The problem: I have Elinchrom Skyport triggers.  That isn't really a problem, most of the time they do what I need, trigger flashes.  But, a long while ago I decided I wanted to trigger my camera with them.  Nikon's higher end cameras utilize a 10 pin connector.  I needed a cable that could hook up to the camera on one end, and a trigger on the other.  I got this from Flash Zebra.

Note that the description SPECIFICALLY states this is for a Pocket Wizard triggers.  I didn't.  I hooked it up, it didn't work.  I wrote Flash Zebra asking if there was anything I could do.  He said not really, and despite the fact that this was entirely my fault he offered a refund.  I didn't take him up on that.  It was my fault, after all.  Besides, someday I thought I might get Pocket Wizards.  And did I mention this was my fault? [As an aside, the customer is not always right, and those of you who are the customers and act that way in all situations ... you are probably a jerk.]
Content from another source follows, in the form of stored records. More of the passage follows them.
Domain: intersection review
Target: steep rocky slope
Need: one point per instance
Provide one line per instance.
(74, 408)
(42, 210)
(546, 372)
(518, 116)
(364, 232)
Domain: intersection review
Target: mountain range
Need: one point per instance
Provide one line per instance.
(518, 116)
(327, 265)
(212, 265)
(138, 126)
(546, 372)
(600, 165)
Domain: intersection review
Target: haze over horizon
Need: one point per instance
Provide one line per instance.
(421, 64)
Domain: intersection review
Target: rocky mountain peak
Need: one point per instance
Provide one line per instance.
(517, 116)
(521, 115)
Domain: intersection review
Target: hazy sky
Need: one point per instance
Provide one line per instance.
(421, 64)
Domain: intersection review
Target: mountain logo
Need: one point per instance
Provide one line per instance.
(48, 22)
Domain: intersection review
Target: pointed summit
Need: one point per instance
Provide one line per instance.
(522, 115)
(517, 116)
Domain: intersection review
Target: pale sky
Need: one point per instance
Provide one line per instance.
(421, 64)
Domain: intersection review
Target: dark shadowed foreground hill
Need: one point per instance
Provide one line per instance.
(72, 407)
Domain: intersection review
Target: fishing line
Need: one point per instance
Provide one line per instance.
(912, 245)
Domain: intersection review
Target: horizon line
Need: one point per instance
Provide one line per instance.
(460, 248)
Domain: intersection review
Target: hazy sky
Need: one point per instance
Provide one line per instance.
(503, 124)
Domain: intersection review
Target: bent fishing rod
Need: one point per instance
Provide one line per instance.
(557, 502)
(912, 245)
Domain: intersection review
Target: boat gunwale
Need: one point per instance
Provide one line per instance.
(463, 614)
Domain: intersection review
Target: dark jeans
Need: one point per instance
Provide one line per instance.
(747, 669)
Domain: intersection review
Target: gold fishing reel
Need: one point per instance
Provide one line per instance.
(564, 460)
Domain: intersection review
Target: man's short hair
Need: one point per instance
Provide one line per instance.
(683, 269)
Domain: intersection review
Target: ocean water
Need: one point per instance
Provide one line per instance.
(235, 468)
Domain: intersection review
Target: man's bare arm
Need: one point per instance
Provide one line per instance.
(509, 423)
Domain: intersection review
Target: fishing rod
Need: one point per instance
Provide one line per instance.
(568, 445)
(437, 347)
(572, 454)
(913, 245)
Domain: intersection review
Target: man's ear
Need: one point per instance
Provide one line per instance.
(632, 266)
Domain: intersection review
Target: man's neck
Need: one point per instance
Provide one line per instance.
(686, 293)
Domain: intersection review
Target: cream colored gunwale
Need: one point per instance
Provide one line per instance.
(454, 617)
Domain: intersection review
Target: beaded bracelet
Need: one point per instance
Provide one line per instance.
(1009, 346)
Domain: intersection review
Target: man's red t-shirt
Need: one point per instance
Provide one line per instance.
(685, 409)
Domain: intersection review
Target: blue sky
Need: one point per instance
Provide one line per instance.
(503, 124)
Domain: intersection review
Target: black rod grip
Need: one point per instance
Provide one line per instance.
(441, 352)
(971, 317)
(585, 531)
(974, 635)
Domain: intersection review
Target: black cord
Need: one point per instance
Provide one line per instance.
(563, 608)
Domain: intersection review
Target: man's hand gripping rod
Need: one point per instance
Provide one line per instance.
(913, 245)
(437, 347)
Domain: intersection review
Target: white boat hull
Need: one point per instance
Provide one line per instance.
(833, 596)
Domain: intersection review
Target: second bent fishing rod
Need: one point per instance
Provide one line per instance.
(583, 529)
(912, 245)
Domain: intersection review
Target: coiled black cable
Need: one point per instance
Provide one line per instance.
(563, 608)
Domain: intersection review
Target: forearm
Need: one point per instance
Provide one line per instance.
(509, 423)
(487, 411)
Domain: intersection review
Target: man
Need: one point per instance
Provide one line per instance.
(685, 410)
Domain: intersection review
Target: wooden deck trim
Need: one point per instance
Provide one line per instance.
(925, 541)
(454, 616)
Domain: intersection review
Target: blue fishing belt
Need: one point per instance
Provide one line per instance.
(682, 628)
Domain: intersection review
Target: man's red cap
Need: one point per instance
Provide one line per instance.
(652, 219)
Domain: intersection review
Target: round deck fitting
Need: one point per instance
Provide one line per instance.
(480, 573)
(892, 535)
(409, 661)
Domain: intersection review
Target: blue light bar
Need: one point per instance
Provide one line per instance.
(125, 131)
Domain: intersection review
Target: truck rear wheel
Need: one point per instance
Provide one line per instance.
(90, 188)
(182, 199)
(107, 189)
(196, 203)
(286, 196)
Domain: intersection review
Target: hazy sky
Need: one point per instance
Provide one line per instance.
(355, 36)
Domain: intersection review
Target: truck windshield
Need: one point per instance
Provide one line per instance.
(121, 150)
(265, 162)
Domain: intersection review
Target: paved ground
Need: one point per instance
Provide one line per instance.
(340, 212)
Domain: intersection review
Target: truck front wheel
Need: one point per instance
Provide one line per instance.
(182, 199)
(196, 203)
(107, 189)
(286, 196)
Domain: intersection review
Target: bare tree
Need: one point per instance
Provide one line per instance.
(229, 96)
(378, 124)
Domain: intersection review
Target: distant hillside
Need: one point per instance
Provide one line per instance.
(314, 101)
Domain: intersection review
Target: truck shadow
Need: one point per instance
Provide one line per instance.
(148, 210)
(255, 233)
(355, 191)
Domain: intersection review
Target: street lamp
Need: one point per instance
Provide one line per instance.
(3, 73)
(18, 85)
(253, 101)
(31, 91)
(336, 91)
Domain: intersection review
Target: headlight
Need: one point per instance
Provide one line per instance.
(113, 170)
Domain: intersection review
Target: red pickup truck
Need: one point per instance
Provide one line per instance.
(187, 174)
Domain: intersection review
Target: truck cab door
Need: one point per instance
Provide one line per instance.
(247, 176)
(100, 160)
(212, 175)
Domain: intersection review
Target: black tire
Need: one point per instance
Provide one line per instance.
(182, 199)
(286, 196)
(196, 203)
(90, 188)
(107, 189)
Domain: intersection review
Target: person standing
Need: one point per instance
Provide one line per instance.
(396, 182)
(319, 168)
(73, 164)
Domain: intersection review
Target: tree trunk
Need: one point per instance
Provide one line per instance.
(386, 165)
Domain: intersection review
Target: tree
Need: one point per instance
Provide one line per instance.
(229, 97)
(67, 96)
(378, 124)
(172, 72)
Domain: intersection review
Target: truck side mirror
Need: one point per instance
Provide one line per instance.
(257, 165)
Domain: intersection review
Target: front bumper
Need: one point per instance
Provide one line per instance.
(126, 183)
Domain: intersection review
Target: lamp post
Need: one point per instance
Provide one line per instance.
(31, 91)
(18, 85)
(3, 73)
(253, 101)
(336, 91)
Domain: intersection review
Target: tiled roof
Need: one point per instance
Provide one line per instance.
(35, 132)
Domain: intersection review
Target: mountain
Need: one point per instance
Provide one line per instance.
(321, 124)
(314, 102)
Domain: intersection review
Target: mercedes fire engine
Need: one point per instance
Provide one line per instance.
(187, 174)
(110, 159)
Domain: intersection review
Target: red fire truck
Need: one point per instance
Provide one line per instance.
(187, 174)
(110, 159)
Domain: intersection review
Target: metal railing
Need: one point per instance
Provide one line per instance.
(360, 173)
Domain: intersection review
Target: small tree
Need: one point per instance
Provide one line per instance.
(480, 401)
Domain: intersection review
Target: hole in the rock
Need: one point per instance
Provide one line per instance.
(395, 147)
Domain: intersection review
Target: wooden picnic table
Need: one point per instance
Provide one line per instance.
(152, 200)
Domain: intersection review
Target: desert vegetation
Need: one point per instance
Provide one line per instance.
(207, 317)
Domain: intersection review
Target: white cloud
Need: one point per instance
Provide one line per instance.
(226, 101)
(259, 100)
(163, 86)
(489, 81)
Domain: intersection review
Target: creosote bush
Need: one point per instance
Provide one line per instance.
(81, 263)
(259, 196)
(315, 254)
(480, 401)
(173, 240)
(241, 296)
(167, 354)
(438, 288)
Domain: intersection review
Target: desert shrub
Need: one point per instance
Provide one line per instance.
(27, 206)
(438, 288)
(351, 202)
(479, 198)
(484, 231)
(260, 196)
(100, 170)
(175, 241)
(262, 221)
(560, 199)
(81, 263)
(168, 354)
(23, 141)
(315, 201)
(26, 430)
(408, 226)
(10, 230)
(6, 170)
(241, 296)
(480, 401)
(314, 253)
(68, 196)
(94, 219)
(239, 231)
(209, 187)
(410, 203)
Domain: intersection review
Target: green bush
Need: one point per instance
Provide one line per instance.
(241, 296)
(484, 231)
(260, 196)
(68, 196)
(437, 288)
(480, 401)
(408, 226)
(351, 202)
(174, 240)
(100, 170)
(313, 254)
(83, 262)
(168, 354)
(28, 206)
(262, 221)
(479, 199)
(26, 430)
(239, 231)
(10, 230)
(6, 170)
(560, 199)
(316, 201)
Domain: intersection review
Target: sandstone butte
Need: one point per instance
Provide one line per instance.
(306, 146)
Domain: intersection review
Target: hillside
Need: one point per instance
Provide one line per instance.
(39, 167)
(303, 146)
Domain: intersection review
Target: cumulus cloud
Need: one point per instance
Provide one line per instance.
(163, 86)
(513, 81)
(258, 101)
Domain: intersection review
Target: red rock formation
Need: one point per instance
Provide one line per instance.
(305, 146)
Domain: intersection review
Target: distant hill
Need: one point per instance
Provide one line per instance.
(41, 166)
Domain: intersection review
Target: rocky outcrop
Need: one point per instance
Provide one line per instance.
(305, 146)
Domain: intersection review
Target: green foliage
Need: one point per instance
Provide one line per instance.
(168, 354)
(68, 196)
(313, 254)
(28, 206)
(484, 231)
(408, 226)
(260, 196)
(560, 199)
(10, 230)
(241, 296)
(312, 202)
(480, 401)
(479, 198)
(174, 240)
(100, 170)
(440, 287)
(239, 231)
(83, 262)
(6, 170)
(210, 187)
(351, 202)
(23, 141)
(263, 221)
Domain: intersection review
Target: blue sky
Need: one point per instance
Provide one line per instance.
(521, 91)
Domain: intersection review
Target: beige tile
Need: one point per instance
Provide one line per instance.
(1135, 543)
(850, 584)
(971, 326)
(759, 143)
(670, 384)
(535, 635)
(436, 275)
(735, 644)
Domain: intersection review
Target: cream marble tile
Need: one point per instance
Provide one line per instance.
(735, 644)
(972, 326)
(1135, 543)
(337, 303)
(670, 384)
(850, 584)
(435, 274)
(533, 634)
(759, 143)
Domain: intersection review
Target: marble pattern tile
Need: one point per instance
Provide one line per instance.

Recently I decided I would look into this more, and fired up Google and found that Flickr thread.

Here is what is needed:

1.  The Flash Zebra Cable
2. A 1/8" male/female audio cable [It maybe called an extension cable].  I used a stereo cable, but a mono would be better.  I just didn't find one locally.
3. A 22nF capacitor.  These will be marked 223 on the capacitor.  I don't think the letter is all that important to this application, but it is a measure of the tolerance of the cap compared to its nominal value.  Mine is a 223J, which I think means its +/-5%, but I'm too lazy to look it up.  You can if you wish though.
4. Basic soldering stuff (iron, solder, etc).
5. Meter with a continuity checker.
6. Electric tape

What to do:

1.  Cut the audio cable in two pieces and strip an end off all the wires.
2.  (Optional for Stereo cable) Figure out which wire is attached to the tip of the cable with your meter.  This is the positive wire.  On my cable this was the black wire.
3.  (Optional for Stereo able) Twist the other two wires together.
   [ Note: if for some reason you found a capacitor that has to be oriented a certain way, you will need to do this even if you have a mono audio cable.  I don't know enough about electronic bits to know if a 22nF capacitor even comes that way.  Mine didn't. ]
4.  Take one half of the prepared wire and solder the capacitor to the positive and negative wires.
5.  Solder the half of the wire to this bit.  (See the picture -- I wish I had a picture before.  It would have saved me heartache.  See, I have read enough electronic books I can do the math, and figure out simple designs that should work [in theory].  But, I have pretty much zero practical hands-on experience.  Think of it like the computer science student who can tell you the algorithm for creating a binary tree, but can't actually implement it in a programming language.)
6. Insulate it with tape. [ It probably be nicer to use shrink tubing, and other things.  I will worry about prettifying this later if I use it enough. ]

The end.  One I day I may make pictures with this, but today isn't that day.  Aside, of course, from a few clicks of my D200's shutter I tried to see if it works. It did, hence the post.